The decision reflects the company’s broader philosophy and was discussed internally long before approval.

“This comes from our co-founders,” he explained. “They’ve been talking about this for a long time as we were developing the program and seeing the transformational benefits.”

While the therapy itself is provided at no cost, patients may still incur expenses related to the surgical procedure. However, because the delivery approach mirrors cochlear implant surgery, those costs are expected to be covered by insurance in many cases.

Implementing such a model is not without challenges. “It’s no easy task to figure out exactly how to implement a program like this,” Whitton acknowledged. “But that’s what we’re doing.”

Safety and Technology Advancements

Otarmeni also stands out for its safety profile. “We didn’t have any therapy-related adverse findings in this study,” Whitton said.

This is particularly notable in the context of gene therapy, where safety concerns have historically been a major focus.

The therapy also represents a technological milestone as one of the first approved dual AAV vector systems, a strategy designed to deliver larger genetic payloads than traditional single-vector approaches.

The choice of AAV was driven by its ability to effectively target inner ear cells while minimizing systemic exposure. “We thought we could avoid a lot of the issues that often come up with high-dose systemic AAV,” he explained.

What’s Next for Regeneron

For Regeneron, Otarmeni is just the beginning. The company sees this program as both a breakthrough in hearing loss and a proof point for a broader strategy rooted in human genetics. “This is the beginning for us,” Whitton said. “It’s the tip of the iceberg on our translation of genetics into transformational therapies.”

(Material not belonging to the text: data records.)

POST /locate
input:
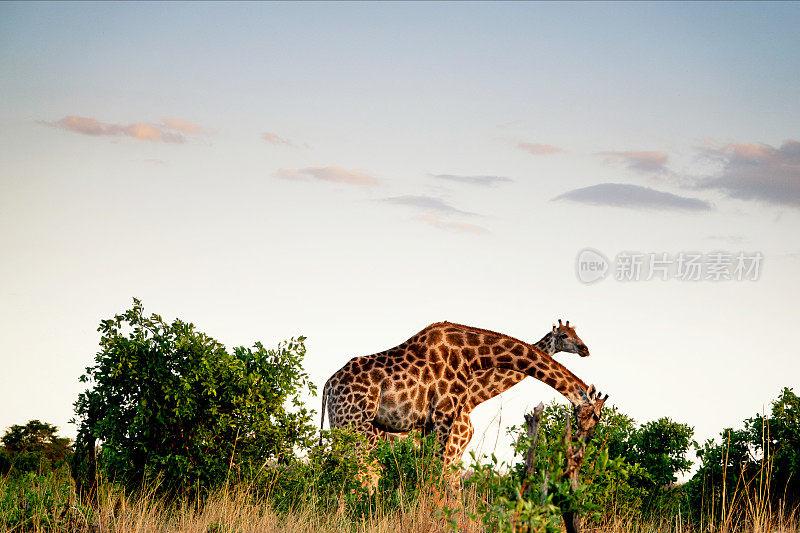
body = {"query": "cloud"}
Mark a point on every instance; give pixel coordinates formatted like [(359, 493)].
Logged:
[(183, 126), (461, 227), (632, 196), (427, 203), (335, 174), (487, 181), (639, 161), (733, 239), (539, 149), (757, 172), (171, 130), (273, 138)]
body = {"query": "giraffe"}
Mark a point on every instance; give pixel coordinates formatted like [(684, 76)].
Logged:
[(486, 384), (426, 383)]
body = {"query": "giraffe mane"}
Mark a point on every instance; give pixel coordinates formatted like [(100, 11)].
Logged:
[(486, 332)]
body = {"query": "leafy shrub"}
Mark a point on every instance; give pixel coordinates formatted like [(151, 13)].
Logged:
[(761, 457), (34, 447), (171, 403)]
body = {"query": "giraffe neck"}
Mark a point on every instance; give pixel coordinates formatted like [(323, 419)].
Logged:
[(511, 354), (547, 345)]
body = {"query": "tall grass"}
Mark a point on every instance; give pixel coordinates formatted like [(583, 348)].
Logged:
[(49, 503)]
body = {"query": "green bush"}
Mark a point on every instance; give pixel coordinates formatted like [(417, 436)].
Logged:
[(762, 457), (34, 447), (170, 403)]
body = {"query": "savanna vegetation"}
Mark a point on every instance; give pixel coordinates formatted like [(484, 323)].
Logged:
[(178, 433)]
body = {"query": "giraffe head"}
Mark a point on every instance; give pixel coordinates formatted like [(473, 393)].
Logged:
[(566, 340), (587, 414)]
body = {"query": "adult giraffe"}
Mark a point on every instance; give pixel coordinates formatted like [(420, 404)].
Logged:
[(434, 379)]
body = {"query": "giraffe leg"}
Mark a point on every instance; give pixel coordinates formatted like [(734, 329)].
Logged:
[(343, 415), (461, 433)]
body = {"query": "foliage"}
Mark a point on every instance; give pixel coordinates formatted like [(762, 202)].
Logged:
[(626, 470), (763, 455), (34, 447), (172, 403)]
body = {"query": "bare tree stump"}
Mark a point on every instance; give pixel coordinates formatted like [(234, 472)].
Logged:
[(574, 450)]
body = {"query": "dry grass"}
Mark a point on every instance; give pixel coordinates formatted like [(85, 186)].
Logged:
[(237, 510)]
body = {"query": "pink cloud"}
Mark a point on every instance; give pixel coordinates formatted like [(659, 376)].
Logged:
[(640, 161), (461, 227), (539, 149), (171, 130), (757, 171), (334, 174)]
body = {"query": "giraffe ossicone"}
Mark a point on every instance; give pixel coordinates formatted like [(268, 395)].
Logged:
[(434, 380)]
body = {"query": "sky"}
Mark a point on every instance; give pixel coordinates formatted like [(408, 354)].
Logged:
[(353, 172)]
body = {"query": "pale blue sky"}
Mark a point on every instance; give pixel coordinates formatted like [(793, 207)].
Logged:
[(303, 198)]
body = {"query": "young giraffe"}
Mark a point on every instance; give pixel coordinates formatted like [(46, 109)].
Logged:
[(426, 382)]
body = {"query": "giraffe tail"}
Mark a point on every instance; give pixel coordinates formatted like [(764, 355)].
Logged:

Through efforts like the Regeneron Genetics Center, which has sequenced millions of individuals, the company aims to identify new targets and develop therapies across a wide range of diseases.

“You deeply understand the human genetics, and from that, you get the insights and the biology,” Whitton said. “Then you can develop these transformational therapies.”

As Otarmeni begins to reach patients, its impact will be measured not only in clinical data but in everyday moments. Children hearing their parents’ voices for the first time. Families experiencing milestones once thought impossible. For Whitton and his colleagues, those moments are what define the success of the program.